Un Festival musicale, dietro le quinte, è tutta un’altra cosa rispetto a quello che si vede Fronte Palco. Dietro, come un gigantesco manichino, ci sono decine di persone che corrono, sudano, scrivono, costruiscono.

Prima di ogni concerto la prassi vuole che gli artisti inviino al Festival un documento in cui si presenta una lista di props, cibo, bevande e altra miscellanea di cui hanno bisogno durante il giorno dell’esibizione. Il cosiddetto Rider o, come lo si chiama nell’ambiente il “MA IO MO MI SPIEGHI DOVE LO TROVO IL MIELE NEPALESE ALLUCINOGENO!”

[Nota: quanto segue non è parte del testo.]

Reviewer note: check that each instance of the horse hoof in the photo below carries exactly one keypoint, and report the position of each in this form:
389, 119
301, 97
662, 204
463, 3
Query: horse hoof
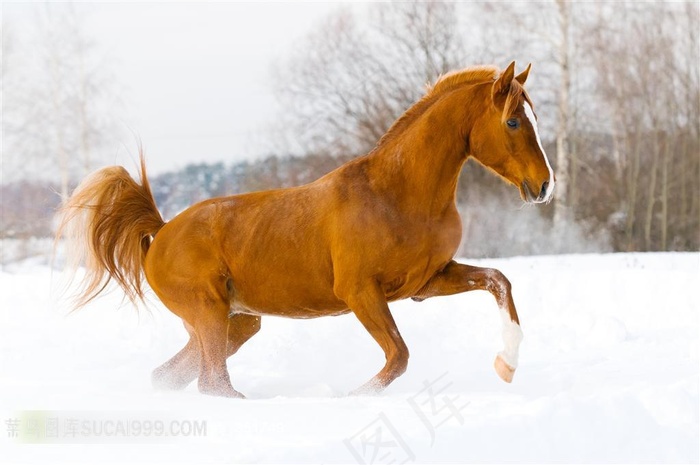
504, 371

Ecco, il punto è proprio questo. Le richieste degli artisti spesso non sono proprio quelle che farebbe un tirocinante di informatica: “ un sandwich al tonno e una naturale grazie”. Dannazione, sono Rock Star! E non avete nemmeno idea di cosa possa voler bere, mangiare o fare una Rock Star prima di salire per due ore su un palco a spaccare tutto. Per ovvi motivi di privacy non faremo nomi, ma provate a indovinare lo stesso.

 

6 – Mandorle e succhi bio…COSA?!

Eh, si. Avete letto bene.

5 – Due Belvedere e 24 Birre: solo per lui

Bene, avete capito bene. Nel Rider era specificato che questa quota specifica di alcolica era solo per l’artista. Un’altra, uguale, per tutta la sua cricca. Non possiamo dirvi se, alla fine, ha davvero bevuto tutto. Quello che è certo e che, visto il live, se l’ha davvero fatto, regge davvero bene.

4- Un barattolo di rarissimo miele di Manuka che fa bene alla voce

Prodotto solo in Nuova Zelanda dal nettare di rarissimi alberi di Manuka, da Api che hanno conseguito un Master a Harvard. Il miele in questione, oltre a costare al chilo come se il colore che lo contraddistingue fosse effettivamente conferitogli da infinite scaglie d’oro che gli galleggiano dentro, ha tantissimi benefici su chi lo assume. E altrettanti malefici su chi lo paga.

Fa bene alla voce, all’igiene orale, allo spirito, allo stomaco e pare garantisca l’ingresso privilegiato nel Valalla anche se non si è morti in battaglia.

3- 5 Chili di sabbia per lettiera per Gatti

Questo resta uno dei misteri più profondi che abbia dovuto affrontare da quando sono qui. Anche perché, il gatto gigante che spara laser dagli occhi che tutti ci aspettavamo, non si è mai visto. In compenso il sacco di sabbia gigantesco è scomparso. Diverse sono le teorie in merito. Uno dei nostri ne ha fatto la sua ossessione come Jim Carrey in Number 23, ma ancora non ha risolto il mistero.

2- Un acqua da 8 euro a bottiglia prima di Chiara Ferragni

No, l’Evian della polemica ancora non esisteva. Eppure una particolare edizione di Acqua che costava già tantissimo. Per farvi capire, se voleste riempire una piscina, di quelle piccolette, di quest’acqua vi verrebbe a costare 90.000 euro.

1- UN NANO DA GIARDINO

“Un che? No leggi tu, che io non ci credo”

Tra Whisky, panini al prosciutto, c’era davvero scritto: “ Un nano da giardino”. Un fot*uto, sorridente, nano da giardino. Quasi increduli, ci mettemmo in contatto col management che confermò la richiesta. Arrivò qualche giorno prima e ci tenne compagnia in ufficio, diventando subito il Dipendente del Mese. Lo lasciammo nel camerino per poi ripassarlo a prendere alla fine del concerto.  Ci siamo talmente affezionati che ora è ancora qui con noi.

E ha appena scritto questo articolo.